Woolman stopped short before he reached them. He saw the fear in their faces, the blend of fright and horror that would very soon transform itself into blind hatred. It was a moment that he remembered from his own childhood, and the roaring rage that lived behind that blind hatred grasped his heart with the grip of a thousand men and he could not help himself. He stopped in his tracks, turned, and ran. He ran like he’d never run before, through blind alleys, over cobblestone streets, over fences, down alleys, crashing through piles of discarded oyster shells and furniture, the white man on his heels. He tripped over wood planks and slid through mud; through backyards and stables he ran, past barking dogs and frightened livestock. The whites were frantic to catch him, and if it hadn’t been early morning with much of the town asleep, he wouldn’t have gotten away.

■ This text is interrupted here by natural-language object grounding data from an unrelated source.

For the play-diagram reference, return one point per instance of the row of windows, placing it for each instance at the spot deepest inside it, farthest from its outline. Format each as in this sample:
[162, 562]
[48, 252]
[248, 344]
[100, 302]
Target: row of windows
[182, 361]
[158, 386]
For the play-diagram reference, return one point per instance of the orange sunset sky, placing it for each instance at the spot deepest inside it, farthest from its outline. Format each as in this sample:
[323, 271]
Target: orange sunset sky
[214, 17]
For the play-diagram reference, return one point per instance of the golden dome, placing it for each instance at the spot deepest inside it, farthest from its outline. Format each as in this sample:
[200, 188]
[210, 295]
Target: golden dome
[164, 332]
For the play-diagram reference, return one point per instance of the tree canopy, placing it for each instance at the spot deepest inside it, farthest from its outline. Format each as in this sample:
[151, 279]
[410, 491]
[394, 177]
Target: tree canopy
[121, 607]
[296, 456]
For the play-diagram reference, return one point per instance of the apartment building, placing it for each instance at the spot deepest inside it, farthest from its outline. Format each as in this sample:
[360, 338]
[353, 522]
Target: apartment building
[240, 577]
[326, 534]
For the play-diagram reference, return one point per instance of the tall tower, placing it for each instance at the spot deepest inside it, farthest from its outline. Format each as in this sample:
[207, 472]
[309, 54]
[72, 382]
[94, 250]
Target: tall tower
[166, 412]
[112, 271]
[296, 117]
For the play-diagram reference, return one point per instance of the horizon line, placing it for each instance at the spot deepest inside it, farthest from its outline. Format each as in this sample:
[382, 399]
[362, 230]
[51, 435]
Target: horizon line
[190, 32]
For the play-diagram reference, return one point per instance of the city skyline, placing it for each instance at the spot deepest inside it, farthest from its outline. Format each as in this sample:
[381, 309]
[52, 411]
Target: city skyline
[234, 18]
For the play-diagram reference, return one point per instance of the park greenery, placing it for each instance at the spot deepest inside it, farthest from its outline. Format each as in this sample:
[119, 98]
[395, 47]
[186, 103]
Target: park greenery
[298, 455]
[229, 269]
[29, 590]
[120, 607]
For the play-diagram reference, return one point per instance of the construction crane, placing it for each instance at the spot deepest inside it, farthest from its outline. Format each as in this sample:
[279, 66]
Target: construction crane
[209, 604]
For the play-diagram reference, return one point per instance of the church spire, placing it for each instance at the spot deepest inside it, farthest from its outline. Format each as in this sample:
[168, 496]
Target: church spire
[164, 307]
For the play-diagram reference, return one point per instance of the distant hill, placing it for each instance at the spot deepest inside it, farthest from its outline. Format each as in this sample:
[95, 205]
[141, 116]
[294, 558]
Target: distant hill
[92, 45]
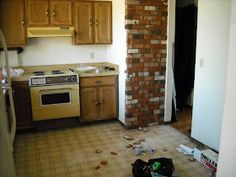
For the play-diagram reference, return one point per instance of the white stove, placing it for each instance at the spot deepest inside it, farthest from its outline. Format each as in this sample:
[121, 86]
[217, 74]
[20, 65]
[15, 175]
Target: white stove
[54, 94]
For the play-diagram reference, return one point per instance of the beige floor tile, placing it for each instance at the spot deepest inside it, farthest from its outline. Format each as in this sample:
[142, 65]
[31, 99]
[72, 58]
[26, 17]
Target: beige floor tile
[71, 152]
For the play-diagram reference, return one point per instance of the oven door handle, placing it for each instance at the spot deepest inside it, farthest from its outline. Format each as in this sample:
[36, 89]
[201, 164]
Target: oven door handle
[55, 90]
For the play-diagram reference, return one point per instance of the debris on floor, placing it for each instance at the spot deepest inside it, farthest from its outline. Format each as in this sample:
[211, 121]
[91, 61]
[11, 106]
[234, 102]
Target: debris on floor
[98, 151]
[191, 159]
[104, 162]
[165, 149]
[97, 167]
[115, 129]
[185, 150]
[114, 153]
[139, 141]
[129, 138]
[129, 146]
[208, 158]
[143, 129]
[143, 148]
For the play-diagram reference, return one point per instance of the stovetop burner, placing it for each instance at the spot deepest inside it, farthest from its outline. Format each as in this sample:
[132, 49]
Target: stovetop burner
[57, 72]
[38, 73]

As it was, he barely escaped, stumbling through a confusing array of yards, filthy alleyways, mounds of oyster shells and piles of shucked clam shells, over dirt paths till he somehow reached the safety of the thick wooded swamps outside Cambridge City. Once he hit t
he swamps, where he knew every birdcall, thicket, tree, creek, and canal, he was safe, and moved with the silent speed and surety of the wildcats he admired. They had no chance to catch him then. He ran into thickets where their horses could not run, on thick legs built strong from years of running; he fled through thick, six-foot-high grass that rose out of marsh water four feet high, the water too deep for their horses and dogs to follow. He ran barefoot, through the mud and mire of the bog, as if his feet were webbed and had wings on them.
He made it safely back to his hollow in the Land. But he was alone. His son was gone. A prisoner of the white man.
Sitting in his cove, Woolman mulled his future with deep bitterness. He had gone to the white man for help. Instead of helping him, they had declared war on him. He would return the favor. He would take one of theirs. And if possible, exchange it for the return of his.
Lying on his stomach in the thick swampy woods outside the Sullivan farm, he watched the white boy and colored man as they entered the cornfield. He waited for several minutes and then moved so he could see them at the end of the row, the boy tossing the seeds, the man following behind him with a hoe, covering the seeds with freshly dug earth. When they moved to another row, Woolman followed, working his way along the thickets that shielded him from view. When they reached the edge of the cornfield, there was no cover, the land having been cultivated, but he had already worked that problem. By night he dug a small trench near the base of the shallow roots of the pine trees and covered it with branches, pine needles, and thick brambles. Now, in broad daylight, he slowly emerged from the cover of the thickets, walked slowly through the grove of pine trees, and slipped into his hole headfirst, so that his head faced the cornfield. He lay there beneath a few pines and branches, frozen, just a few feet from the two, close enough to hear the pitch of their voices.